A US Nobel Prize-winning scientist has been suspended from some duties at a New York laboratory after he reportedly said black people were less intelligent than whites.
James Watson, who won the prize in 1962 for his part in discovering the structure of DNA, also pulled out of a UK book tour after a newspaper interview sparked outrage.
Watson told the Sunday Times that he was "inherently gloomy about the prospect of Africa" because "all our social policies are based on the fact that their intelligence is the same as ours - whereas all the testing says not really."
On Friday, Watson's publicist said he had pulled out of his British book tour and gone home.

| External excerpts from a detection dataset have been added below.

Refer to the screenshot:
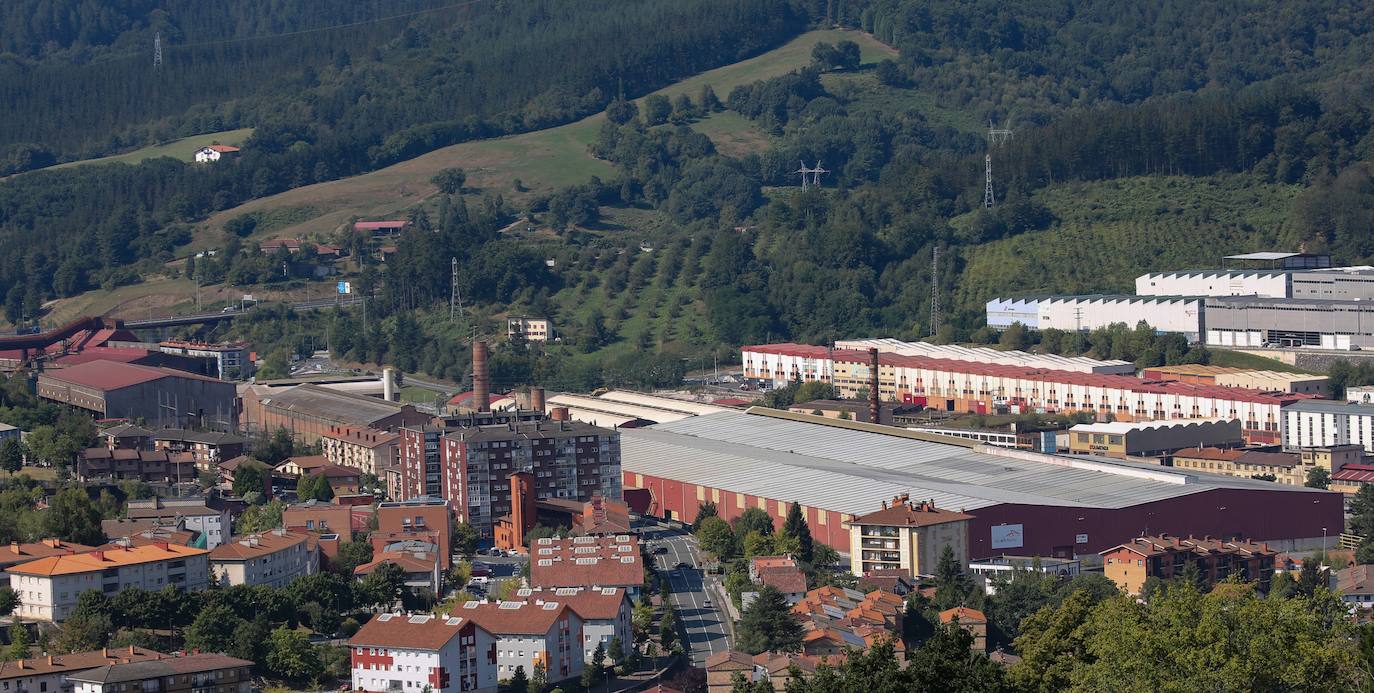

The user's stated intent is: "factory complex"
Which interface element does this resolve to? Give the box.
[621,408,1342,557]
[987,253,1374,349]
[741,344,1312,444]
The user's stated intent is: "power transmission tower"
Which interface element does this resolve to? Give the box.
[930,246,941,337]
[982,154,996,209]
[448,257,463,322]
[811,160,830,187]
[982,121,1011,209]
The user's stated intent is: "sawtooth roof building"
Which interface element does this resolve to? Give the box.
[621,408,1342,557]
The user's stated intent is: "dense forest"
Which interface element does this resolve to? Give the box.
[13,0,1374,386]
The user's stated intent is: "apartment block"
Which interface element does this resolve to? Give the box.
[67,653,253,693]
[210,529,320,587]
[400,421,621,540]
[320,426,401,476]
[848,495,972,578]
[1099,535,1276,594]
[453,601,585,683]
[513,587,635,663]
[5,542,210,622]
[349,613,497,693]
[529,535,644,600]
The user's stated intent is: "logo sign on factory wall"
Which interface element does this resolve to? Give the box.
[992,525,1025,549]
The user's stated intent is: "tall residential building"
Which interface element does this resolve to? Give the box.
[848,495,972,578]
[5,542,210,622]
[348,613,497,693]
[400,421,621,539]
[320,426,401,476]
[1283,400,1374,452]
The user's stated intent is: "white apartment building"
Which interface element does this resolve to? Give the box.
[453,601,585,683]
[126,498,229,550]
[210,529,320,587]
[349,613,497,693]
[5,542,210,622]
[1283,400,1374,452]
[515,587,635,661]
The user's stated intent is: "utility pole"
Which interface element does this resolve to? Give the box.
[930,245,941,337]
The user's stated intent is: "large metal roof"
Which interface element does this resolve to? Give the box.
[621,410,1319,514]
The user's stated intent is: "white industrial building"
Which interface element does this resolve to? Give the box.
[987,294,1205,341]
[835,338,1135,375]
[1283,400,1374,452]
[1135,270,1292,298]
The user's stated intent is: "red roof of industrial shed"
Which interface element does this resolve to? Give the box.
[43,360,221,391]
[1331,465,1374,483]
[741,344,1316,406]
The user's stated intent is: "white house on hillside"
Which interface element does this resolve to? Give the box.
[195,144,239,164]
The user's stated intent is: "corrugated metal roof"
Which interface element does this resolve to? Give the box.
[621,413,1319,514]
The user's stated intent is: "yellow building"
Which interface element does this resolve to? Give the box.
[846,495,973,578]
[1069,419,1243,459]
[1173,448,1312,485]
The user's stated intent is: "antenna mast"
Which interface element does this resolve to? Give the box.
[930,246,941,337]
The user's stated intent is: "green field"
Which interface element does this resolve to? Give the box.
[954,175,1300,312]
[52,128,253,168]
[1208,348,1312,373]
[201,30,894,239]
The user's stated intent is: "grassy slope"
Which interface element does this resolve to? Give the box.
[202,30,890,244]
[52,128,253,168]
[954,175,1298,311]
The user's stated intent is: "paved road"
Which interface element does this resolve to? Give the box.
[650,527,730,667]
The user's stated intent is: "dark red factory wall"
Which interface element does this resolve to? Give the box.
[625,473,1344,558]
[969,490,1344,558]
[624,472,849,553]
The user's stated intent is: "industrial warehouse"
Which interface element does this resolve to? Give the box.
[741,344,1312,444]
[987,253,1374,351]
[621,408,1342,557]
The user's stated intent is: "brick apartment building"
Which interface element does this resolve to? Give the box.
[1101,535,1276,594]
[400,421,621,540]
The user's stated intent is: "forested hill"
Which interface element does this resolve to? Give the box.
[13,0,1374,389]
[0,0,805,166]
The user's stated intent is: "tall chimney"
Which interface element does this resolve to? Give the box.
[868,347,882,424]
[473,341,492,411]
[382,367,396,402]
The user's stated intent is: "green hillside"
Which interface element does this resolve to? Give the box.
[952,175,1301,311]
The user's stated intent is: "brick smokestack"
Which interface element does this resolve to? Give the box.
[473,341,492,411]
[510,472,537,549]
[868,347,881,424]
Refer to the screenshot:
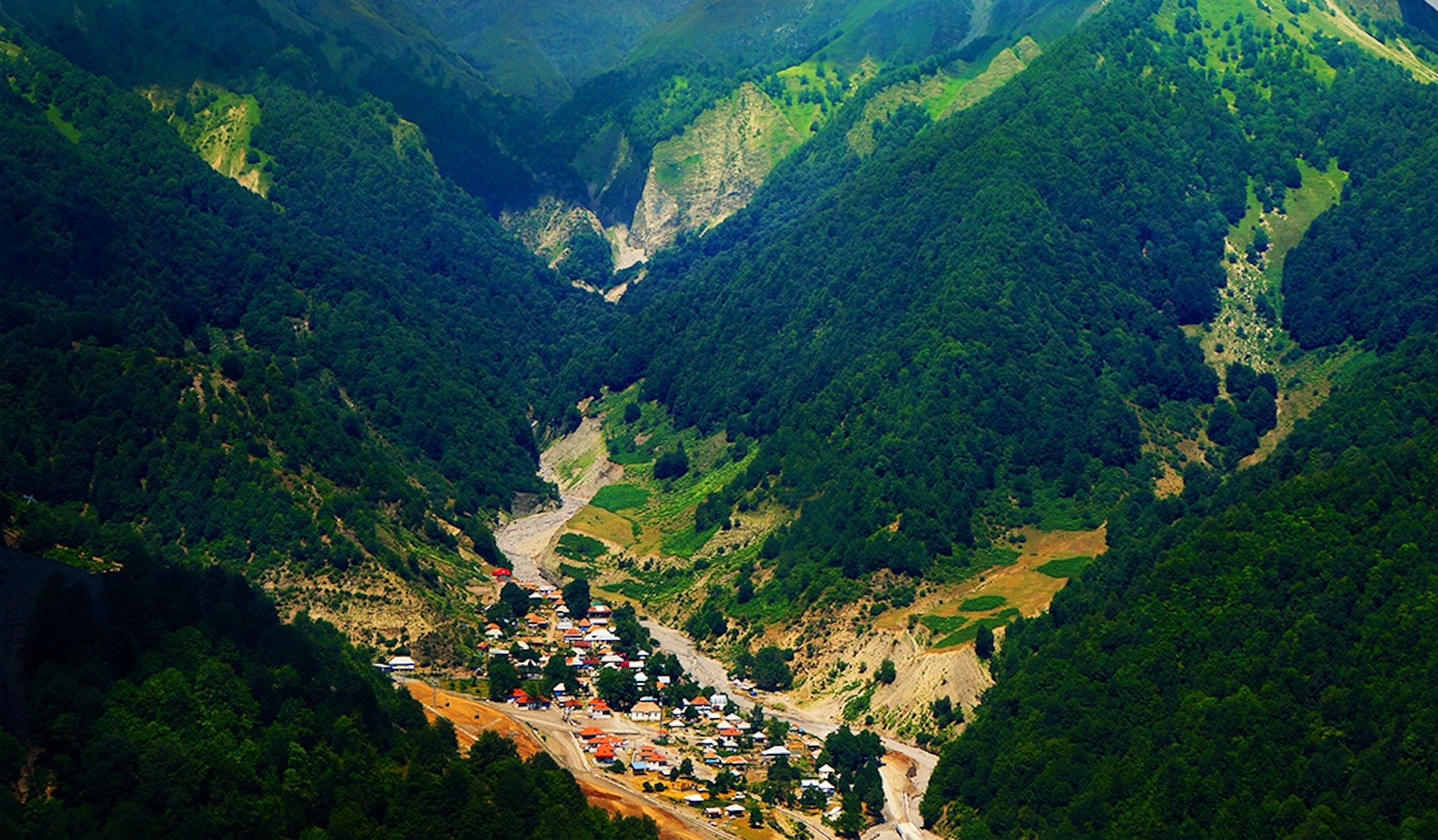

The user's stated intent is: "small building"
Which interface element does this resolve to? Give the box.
[630,701,664,724]
[759,744,794,764]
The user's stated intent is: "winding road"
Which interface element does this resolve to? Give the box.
[495,418,939,840]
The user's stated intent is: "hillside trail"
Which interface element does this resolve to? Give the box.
[495,417,939,840]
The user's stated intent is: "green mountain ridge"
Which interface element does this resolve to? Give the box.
[8,0,1438,840]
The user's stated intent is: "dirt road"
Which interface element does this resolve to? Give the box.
[495,417,624,581]
[411,677,733,840]
[495,418,939,840]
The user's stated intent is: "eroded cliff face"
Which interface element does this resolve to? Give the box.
[620,83,805,258]
[499,194,604,266]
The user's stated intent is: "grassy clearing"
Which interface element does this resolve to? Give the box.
[959,595,1008,613]
[935,610,1019,649]
[661,525,719,558]
[589,485,650,514]
[1038,556,1093,578]
[44,105,81,143]
[919,615,969,633]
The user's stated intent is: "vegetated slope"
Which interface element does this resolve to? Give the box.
[0,0,542,213]
[923,336,1438,839]
[394,0,686,106]
[0,551,657,840]
[612,0,1271,615]
[1283,99,1438,348]
[0,32,598,636]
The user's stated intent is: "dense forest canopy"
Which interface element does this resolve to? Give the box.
[0,551,657,840]
[0,33,607,581]
[925,335,1438,839]
[8,0,1438,840]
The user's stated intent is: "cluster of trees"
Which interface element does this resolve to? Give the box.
[1208,362,1279,467]
[0,552,657,840]
[6,0,545,213]
[818,726,884,837]
[735,644,794,692]
[923,335,1438,839]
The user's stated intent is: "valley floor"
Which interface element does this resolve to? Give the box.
[495,418,939,840]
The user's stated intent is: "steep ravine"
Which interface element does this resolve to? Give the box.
[495,418,939,840]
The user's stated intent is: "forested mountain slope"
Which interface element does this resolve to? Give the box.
[611,0,1246,600]
[0,32,604,650]
[394,0,687,106]
[0,549,657,840]
[925,328,1438,839]
[589,3,1432,624]
[0,0,535,206]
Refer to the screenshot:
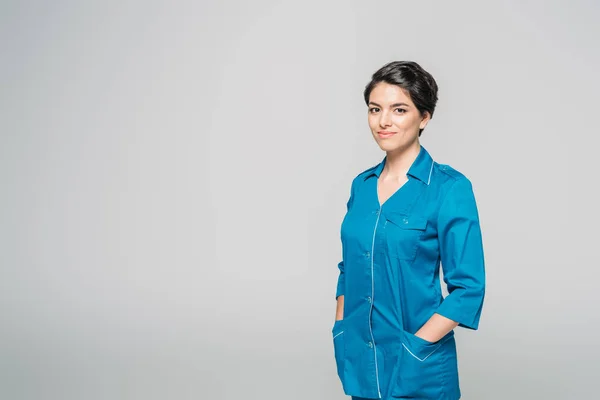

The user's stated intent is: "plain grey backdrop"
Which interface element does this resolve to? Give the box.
[0,0,600,400]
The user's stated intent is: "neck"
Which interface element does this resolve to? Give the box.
[383,140,421,178]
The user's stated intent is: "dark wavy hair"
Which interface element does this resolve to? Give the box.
[364,61,438,136]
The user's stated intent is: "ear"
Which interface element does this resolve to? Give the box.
[419,111,431,129]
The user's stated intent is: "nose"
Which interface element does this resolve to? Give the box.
[379,111,392,128]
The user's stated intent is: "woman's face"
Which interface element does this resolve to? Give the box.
[368,82,430,152]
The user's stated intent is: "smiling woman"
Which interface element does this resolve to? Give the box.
[332,61,485,400]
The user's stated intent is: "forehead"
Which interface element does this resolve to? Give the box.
[369,82,412,106]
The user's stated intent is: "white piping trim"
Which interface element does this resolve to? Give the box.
[402,338,450,362]
[369,209,381,398]
[427,160,435,185]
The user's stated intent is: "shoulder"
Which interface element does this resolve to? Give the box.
[434,162,471,187]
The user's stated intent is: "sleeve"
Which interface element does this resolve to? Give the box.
[437,177,485,330]
[335,178,356,300]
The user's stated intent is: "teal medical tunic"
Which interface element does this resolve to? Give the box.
[332,146,485,400]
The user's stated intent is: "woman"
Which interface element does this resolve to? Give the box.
[332,61,485,400]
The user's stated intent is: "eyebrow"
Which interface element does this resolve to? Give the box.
[369,101,410,107]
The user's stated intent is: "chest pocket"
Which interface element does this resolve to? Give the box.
[385,211,427,261]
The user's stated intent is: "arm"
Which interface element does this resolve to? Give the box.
[335,178,356,320]
[416,177,485,342]
[335,295,344,320]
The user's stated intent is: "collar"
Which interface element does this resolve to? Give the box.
[364,145,434,185]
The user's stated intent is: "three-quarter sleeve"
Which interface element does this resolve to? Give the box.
[436,177,485,330]
[335,178,356,300]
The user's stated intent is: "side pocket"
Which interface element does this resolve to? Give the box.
[331,319,345,385]
[393,331,454,399]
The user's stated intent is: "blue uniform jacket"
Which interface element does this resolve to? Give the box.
[332,146,485,400]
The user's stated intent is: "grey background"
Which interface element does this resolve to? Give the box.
[0,0,600,400]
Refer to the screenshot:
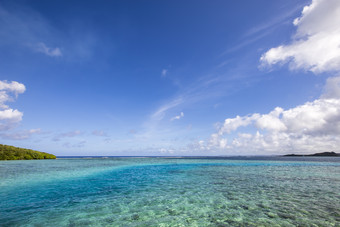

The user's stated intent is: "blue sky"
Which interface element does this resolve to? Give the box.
[0,0,340,155]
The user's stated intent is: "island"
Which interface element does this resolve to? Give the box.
[0,144,56,160]
[283,151,340,157]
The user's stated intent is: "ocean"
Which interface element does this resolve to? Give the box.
[0,157,340,227]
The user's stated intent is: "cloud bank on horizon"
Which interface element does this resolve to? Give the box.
[0,0,340,155]
[196,0,340,154]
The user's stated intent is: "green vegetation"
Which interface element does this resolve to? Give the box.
[0,144,56,160]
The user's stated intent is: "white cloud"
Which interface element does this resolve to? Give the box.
[0,128,41,140]
[92,130,108,137]
[162,69,168,77]
[53,130,83,141]
[170,112,184,121]
[199,92,340,155]
[196,0,340,155]
[0,81,26,131]
[35,43,62,57]
[261,0,340,73]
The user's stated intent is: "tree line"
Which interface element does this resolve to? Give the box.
[0,144,56,160]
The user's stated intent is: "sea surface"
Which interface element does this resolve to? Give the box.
[0,157,340,227]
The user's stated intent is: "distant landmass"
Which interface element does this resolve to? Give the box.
[284,152,340,157]
[0,144,56,160]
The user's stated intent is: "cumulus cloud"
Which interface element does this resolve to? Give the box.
[0,81,26,131]
[35,43,62,57]
[170,112,184,121]
[199,92,340,154]
[260,0,340,73]
[195,0,340,154]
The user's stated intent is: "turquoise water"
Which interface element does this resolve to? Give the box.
[0,158,340,226]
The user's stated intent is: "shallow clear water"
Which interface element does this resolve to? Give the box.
[0,158,340,226]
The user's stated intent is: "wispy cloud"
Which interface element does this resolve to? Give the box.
[0,128,41,140]
[0,81,26,131]
[53,130,83,141]
[35,43,62,57]
[196,0,340,155]
[261,0,340,73]
[92,130,108,137]
[161,69,168,77]
[170,112,184,121]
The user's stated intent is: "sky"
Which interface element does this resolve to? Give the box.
[0,0,340,156]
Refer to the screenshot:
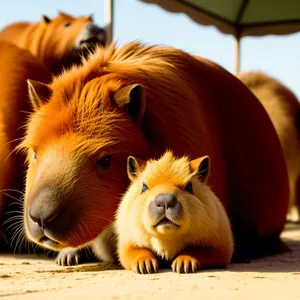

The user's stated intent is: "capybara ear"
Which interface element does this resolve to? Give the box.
[27,79,52,111]
[42,15,51,24]
[58,10,72,19]
[114,84,146,127]
[190,155,210,182]
[127,156,146,181]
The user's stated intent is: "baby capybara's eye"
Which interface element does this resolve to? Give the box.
[96,155,111,169]
[141,183,149,193]
[185,182,193,194]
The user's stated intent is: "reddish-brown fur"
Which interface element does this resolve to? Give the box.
[22,43,288,260]
[0,42,51,250]
[0,12,93,73]
[238,72,300,219]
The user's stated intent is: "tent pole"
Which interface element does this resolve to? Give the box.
[104,0,114,46]
[235,30,241,75]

The comments had prompted three organisations, including the Science Museum in London, to cancel his talks.
Watson was also suspended from administrative duties at the Cold Spring Harbor Laboratory in New York.
The laboratory released a statement saying its "Board of Trustees decided to suspend the administrative responsibilities of Chancellor James Watson pending further deliberation by the board".
Bruce Stillman, the laboratory's president, said that the comments were Watson's "own personal statements and in no way reflect the mission, goals, or principles of Cold Spring Harbor Laboratory's Board, administration or faculty".
Watson said he was sorry for the comments in an appearance at the Royal Society in London.
"I am mortified about what has happened," he told a group of scientists and journalists. "I can certainly understand why people, reading those words, have reacted in the ways they have.
"To all those who have drawn the inference from my words that Africa, as a continent, is somehow genetically inferior, I can only apologise unreservedly.
"That is not what I meant. More importantly from my point of view, there is no scientific basis for such a belief."